Reeder Janina, Steffen Peter, Giegerich Robert
InternationaI NRW Graduate School of Bioinformatics and Genome Research, Center of Biotechnology (CeBiTec), Bielefeld University, Postfach 10 01 31, 33501 Bielefeld, Germany.
BMC Bioinformatics. 2005 Jun 20;6:153. doi: 10.1186/1471-2105-6-153.
Ambiguity is a problem in biosequence analysis that arises in various analysis tasks solved via dynamic programming, and in particular, in the modeling of families of RNA secondary structures with stochastic context free grammars. Several types of analysis are invalidated by the presence of ambiguity. As this problem inherits undecidability (as we show here) from the namely problem for context free languages, there is no complete algorithmic solution to the problem of ambiguity checking.
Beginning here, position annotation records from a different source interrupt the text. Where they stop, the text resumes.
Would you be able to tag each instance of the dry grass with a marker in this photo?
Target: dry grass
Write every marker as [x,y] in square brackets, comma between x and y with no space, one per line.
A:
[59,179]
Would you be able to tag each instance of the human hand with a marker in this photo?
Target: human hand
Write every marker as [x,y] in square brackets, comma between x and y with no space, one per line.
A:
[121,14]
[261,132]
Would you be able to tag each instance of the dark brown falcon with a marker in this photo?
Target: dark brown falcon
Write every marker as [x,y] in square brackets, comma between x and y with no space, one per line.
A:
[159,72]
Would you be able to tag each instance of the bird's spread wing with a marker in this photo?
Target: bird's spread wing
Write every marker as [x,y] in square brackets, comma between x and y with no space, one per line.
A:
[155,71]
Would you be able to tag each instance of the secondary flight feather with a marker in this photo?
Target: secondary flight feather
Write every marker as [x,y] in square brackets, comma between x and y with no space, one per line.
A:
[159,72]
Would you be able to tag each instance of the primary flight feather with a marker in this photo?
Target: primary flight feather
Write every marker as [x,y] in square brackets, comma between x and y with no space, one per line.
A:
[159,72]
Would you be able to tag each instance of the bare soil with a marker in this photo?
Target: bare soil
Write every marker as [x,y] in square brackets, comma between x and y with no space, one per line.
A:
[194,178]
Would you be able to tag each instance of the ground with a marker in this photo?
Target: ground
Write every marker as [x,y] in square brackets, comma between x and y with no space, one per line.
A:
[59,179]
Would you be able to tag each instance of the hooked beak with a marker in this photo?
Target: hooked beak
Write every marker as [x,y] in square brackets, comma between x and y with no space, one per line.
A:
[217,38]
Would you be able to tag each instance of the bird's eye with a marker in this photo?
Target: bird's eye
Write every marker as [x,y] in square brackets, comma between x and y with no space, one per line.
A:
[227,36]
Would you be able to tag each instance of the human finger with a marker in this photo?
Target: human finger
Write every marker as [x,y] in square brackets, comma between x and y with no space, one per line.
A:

We explain frequently observed sources of ambiguity, and show how to avoid them. We suggest four testing procedures that may help to detect ambiguity when present, including a just-in-time test that permits to work safely with a potentially ambiguous grammar. We introduce, for the special case of stochastic context free grammars and RNA structure modeling, an automated partial procedure for proving non-ambiguity. It is used to demonstrate non-ambiguity for several relevant grammars.
Our mechanical proof procedure and our testing methods provide a powerful arsenal of methods to ensure non-ambiguity.
模糊性是生物序列分析中的一个问题,它出现在通过动态规划解决的各种分析任务中,尤其是在用随机上下文无关文法对RNA二级结构家族进行建模时。模糊性的存在会使几种类型的分析无效。由于这个问题从上下文无关语言的判定问题继承了不可判定性(正如我们在此所示),所以不存在用于模糊性检查问题的完整算法解决方案。
我们解释了经常观察到的模糊性来源,并展示了如何避免它们。我们提出了四种测试程序,这些程序可能有助于在存在模糊性时检测到它,包括一种即时测试,该测试允许安全地使用潜在模糊的文法。对于随机上下文无关文法和RNA结构建模的特殊情况,我们引入了一种用于证明非模糊性的自动部分程序。它被用于证明几种相关文法的非模糊性。
我们的机械证明程序和测试方法提供了一套强大的方法来确保非模糊性。